1️⃣ Real-time Web Search: Breaking LLM Time Limitations for More Accurate and Reliable Outputs
We’ve enhanced OpenAI and Gemini series models with the ability to access the latest information from the web, helping you:
- ✅ Access Latest Information: Get real-time updates on current events, latest research, or live data
- ✅ Eliminate Knowledge Gaps: Overcome the time limitations of LLM training data by accessing post-training information
- ✅ Reduce Hallucinations: Provide fact-based answers through real-time web searches, significantly reducing AI confabulations
- ✅ Improve Decision Quality: Make more confident decisions based on analysis and recommendations grounded in current facts
Supported Models:
Currently supporting OpenAI and Gemini model series with two integration methods:
1. Models with Native Search Capabilities
Gemini Series (Ground with Google search):
- gemini-2.0-pro-exp-02-05-search
- gemini-2.0-flash-exp-search
- gemini-2.0-flash-search
OpenAI Series (Bing search):
- gpt-4o-search-preview
- gpt-4o-mini-search-preview
2. Parameter-Based Support
Simply add the parameter web_search_options={}
to enable web connectivity for all Gemini and OpenAI models.
The search fee for Gemini models is $3.5 per thousand searches.
Usage Guide
Before using, run pip install -U openai
to upgrade the openai package.
Example:
from openai import OpenAI
client = OpenAI(
api_key="AIHUBMIX_API_KEY", # Replace with the key you generated in AiHubMix
base_url="https://aihubmix.com/v1"
)
chat_completion = client.chat.completions.create(
model="gemini-2.0-flash-exp",
# 🌐 Enable search
web_search_options={},
messages=[
{
"role": "user",
"content": [
{
"type": "text",
"text": "Search for information about the AIhubmix LLM API platform, provide a brief introduction, and include relevant links."
}
]
}
]
)
print(chat_completion.choices[0].message.content)
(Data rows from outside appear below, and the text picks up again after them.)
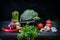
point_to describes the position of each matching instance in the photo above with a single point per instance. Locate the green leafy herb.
(28, 32)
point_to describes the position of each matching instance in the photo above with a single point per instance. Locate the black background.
(46, 9)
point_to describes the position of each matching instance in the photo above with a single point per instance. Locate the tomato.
(40, 25)
(48, 21)
(49, 25)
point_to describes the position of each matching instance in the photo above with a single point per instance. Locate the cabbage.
(28, 14)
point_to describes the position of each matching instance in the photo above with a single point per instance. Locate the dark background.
(46, 9)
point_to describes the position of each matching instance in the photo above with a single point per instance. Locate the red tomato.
(49, 25)
(48, 21)
(40, 25)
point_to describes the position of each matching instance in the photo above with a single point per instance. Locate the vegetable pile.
(29, 14)
(28, 32)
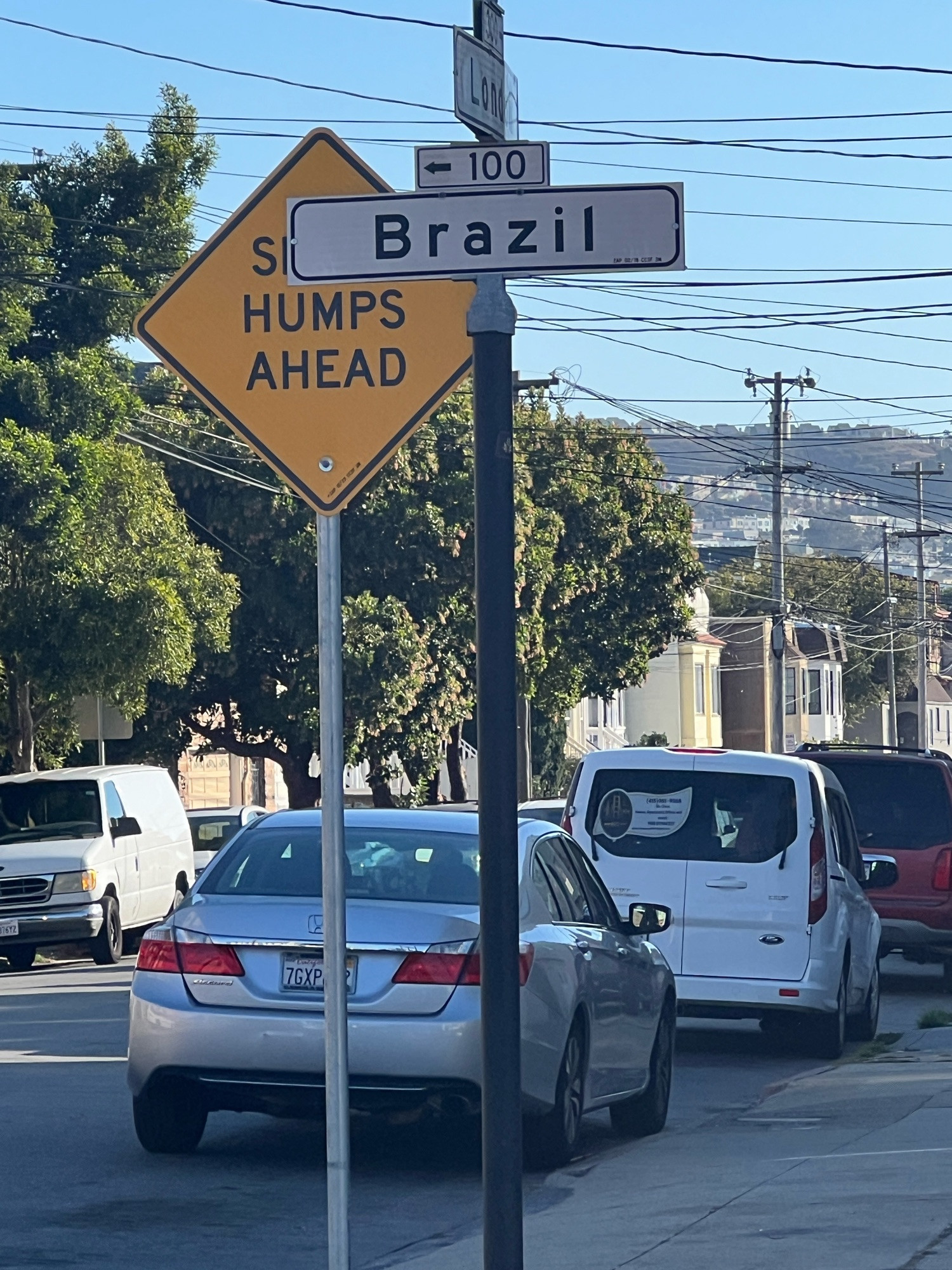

2️⃣ Smart Surfing: Allowing AI to Explore the Internet Freely
By appending :surfing
to the model id, any large language model can be equipped with search capabilities.
- Simply append the suffix, no complex integration is required
- This method will default to forwarding the user’s request to the Tavily search service, and the LLM will reference the search results for response
- Search fee: $0.006 per search
- The fee is currently deducted directly from the “credit change”, and the “log detail” does not list the search fee yet, but will be shown in the future
Example:
import requests
import json
import os
try:
response = requests.post(
url="https://aihubmix.com/v1/chat/completions",
headers={
"Authorization": f"Bearer {os.environ.get('AIHUBMIX_API_KEY')}",
"Content-Type": "application/json",
},
data=json.dumps({
"model": "gpt-4o-mini:surfing", # Append :surfing to the model id to support searching
"messages": [
{
"role": "user",
"content": "Search the last fact about ChatGPT memory feature, return with the URL"
}
]
})
)
result = response.json()
print("API response:", json.dumps(result, ensure_ascii=False, indent=2))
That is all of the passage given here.